March 4, 2014 at 4:48 am
You are severely limiting the capabilities of what you can do by continuing with the use of SQL 2000 and SQL 2008. You will end up with a system with a design that is obsolete before it is implemented. One of the characteristics of your system will be high duration and cost of change and poor performance compared to a greenfield design starting today.
I realise that you have to start with the reality of what exists in your organisation, but if your organisation thinks it is saving money by staying on really old software it has got its sums wrong.
The general availability of column-orientated databases, both from the traditional big three vendors and from smaller players such as Amazon with Redshift, is causing a point of major disruption in BI design. Some of the reasons for this are:
a) The query workload that can be performed on a single column-orientated DB instance is probably two orders of of magnitude greater than could be performed on a single tabular BI DB instance.
b) Given an equivalent amount of processing power and workload, a column-orientated DB can typically return BI-type query results in about two orders of magnitude less time than a tabular BI instance.
c) A typical column-orientated DB will collapse most dimensions into the fact tables, resulting in wide fact tables that seldom need to be joined to other data and very few dimensions to join with. This can drastically simplify the ETL logic needed to populate the database.
c) Take all of the above items together, and you are looking at a massive reduction in the cost and complexity of hosting a BI database. For most situations under the 2TB database size, a column-orientated DB instance will give satisfactory performance without the need for SSAS or any other form of pre-aggregation.
It is worth doing a search on 'Agile BI' to research techniques on how to exploit the new BI landscape. The end result may be a system that can move your organisation ahead of its competition, rather then a system that through its fundamental design is acting as a brake on what it can do.
Original author: https://github.com/SQL-FineBuild/Common/wiki/ 1-click install and best practice configuration of SQL Server 2019, 2017 2016, 2014, 2012, 2008 R2, 2008 and 2005.

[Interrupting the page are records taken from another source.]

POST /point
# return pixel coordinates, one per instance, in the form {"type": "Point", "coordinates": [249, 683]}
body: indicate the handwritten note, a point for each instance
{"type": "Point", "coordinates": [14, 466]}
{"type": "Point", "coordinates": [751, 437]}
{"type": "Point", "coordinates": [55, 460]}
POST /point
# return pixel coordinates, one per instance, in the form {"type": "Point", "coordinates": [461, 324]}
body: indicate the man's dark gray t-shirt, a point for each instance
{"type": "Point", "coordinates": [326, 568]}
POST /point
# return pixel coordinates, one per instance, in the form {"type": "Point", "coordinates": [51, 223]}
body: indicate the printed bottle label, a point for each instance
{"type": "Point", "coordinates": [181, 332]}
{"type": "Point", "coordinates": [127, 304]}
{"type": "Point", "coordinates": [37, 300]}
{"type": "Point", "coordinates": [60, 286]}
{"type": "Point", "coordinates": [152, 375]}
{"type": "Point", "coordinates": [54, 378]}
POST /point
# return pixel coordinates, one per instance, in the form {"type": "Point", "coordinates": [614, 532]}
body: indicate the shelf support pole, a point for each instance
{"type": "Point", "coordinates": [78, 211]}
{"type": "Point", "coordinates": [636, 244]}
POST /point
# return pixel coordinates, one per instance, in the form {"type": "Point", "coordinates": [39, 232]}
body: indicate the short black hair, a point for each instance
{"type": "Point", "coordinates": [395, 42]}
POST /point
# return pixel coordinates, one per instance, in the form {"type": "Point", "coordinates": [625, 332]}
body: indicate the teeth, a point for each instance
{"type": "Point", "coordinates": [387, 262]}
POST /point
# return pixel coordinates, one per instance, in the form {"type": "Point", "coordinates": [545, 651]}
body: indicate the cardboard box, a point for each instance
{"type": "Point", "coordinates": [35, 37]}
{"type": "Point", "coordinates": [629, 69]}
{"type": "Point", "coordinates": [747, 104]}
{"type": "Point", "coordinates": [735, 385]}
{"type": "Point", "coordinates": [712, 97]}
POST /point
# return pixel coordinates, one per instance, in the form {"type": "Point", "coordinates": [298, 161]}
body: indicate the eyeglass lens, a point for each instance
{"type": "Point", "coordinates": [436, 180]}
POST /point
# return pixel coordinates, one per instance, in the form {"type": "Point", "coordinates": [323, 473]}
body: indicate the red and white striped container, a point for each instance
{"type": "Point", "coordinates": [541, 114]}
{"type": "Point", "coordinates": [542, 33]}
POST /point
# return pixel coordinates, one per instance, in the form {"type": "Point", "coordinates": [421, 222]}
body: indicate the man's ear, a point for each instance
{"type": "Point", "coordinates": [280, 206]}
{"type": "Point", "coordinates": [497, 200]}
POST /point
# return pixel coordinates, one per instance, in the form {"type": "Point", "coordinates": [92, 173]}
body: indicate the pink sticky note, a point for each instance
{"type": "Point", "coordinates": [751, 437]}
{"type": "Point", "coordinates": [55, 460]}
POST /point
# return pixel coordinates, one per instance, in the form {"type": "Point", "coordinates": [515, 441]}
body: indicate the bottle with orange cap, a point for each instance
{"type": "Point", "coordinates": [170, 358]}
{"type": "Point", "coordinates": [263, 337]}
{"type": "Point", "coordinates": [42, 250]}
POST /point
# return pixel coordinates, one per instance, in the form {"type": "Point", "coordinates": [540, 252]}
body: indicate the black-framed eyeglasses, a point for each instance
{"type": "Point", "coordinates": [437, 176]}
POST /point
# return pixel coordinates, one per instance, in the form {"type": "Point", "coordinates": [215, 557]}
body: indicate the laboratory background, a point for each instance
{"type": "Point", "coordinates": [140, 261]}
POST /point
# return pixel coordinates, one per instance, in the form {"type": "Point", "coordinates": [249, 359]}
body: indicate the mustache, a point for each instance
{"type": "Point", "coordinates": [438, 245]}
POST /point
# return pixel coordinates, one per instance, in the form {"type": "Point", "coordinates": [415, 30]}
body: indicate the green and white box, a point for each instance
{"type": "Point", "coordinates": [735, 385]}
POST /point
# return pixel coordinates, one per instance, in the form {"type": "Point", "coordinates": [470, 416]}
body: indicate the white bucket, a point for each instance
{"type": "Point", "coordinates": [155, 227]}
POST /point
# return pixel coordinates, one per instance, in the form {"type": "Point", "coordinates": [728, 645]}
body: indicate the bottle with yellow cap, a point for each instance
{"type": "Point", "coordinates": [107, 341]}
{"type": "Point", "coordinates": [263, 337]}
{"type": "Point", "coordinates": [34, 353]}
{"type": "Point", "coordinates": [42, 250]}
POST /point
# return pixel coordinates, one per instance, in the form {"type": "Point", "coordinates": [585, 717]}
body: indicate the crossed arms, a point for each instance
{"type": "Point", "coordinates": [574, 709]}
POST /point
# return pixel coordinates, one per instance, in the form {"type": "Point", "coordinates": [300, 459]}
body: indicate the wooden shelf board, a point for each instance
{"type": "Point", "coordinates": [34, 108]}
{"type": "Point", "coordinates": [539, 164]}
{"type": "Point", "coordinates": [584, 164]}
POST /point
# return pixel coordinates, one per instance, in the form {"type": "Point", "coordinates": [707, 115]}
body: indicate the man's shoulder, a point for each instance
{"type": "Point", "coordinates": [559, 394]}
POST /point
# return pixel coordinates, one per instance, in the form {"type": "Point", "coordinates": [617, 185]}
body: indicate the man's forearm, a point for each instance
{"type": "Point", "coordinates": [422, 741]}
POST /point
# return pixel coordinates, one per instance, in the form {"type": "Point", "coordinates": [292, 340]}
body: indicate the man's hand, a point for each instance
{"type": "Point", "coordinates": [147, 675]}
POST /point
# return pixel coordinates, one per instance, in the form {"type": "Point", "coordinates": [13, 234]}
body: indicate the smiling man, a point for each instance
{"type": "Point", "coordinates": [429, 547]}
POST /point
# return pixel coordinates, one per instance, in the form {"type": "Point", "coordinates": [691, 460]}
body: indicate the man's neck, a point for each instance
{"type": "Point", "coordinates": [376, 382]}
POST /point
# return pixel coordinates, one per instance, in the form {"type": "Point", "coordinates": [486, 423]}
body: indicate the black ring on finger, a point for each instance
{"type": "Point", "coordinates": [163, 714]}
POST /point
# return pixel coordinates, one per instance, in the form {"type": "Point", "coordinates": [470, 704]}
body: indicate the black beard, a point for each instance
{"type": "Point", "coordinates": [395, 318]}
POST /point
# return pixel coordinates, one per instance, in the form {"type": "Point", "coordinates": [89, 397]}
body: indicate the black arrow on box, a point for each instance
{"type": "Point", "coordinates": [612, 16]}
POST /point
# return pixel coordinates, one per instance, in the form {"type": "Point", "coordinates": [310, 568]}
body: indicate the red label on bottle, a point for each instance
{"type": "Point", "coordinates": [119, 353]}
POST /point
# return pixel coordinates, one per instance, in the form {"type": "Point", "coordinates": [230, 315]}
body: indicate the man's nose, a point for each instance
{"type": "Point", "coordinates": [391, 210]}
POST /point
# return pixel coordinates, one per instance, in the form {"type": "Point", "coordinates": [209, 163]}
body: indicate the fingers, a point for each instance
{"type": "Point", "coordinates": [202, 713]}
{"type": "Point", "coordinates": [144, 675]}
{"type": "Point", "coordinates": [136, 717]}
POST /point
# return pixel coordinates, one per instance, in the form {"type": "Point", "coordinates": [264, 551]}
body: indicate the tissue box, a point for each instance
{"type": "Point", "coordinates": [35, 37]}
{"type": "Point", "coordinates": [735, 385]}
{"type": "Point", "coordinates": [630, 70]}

When I give food to the poor they call me a saint. When I ask why they are poor they call me a communist - Archbishop Hélder Câmara
November 18, 2014 at 6:53 pm
Quick feedback on "The architects want the warehouse to receive all its data through the message bus like the individual services are currently" situation. I think this is a pretty bad idea. Data Warehousing systems are usually tuned to ingest data by bulk imports, or at least "micro-batches" for closer-to-real-time reporting scenarios. With the one-record-at-a-time inserts (per message), the record will need to contribute net new data to dimensions and facts, this is gonna be a severe overhead on a data warehouse. Perhaps the messages can be queued up in an OLTP-tuned environment, something like AWS Aurora, which can ingest 6+ million records per minute, then micro-batched into the data warehouse. That's my 5 cents on the subject.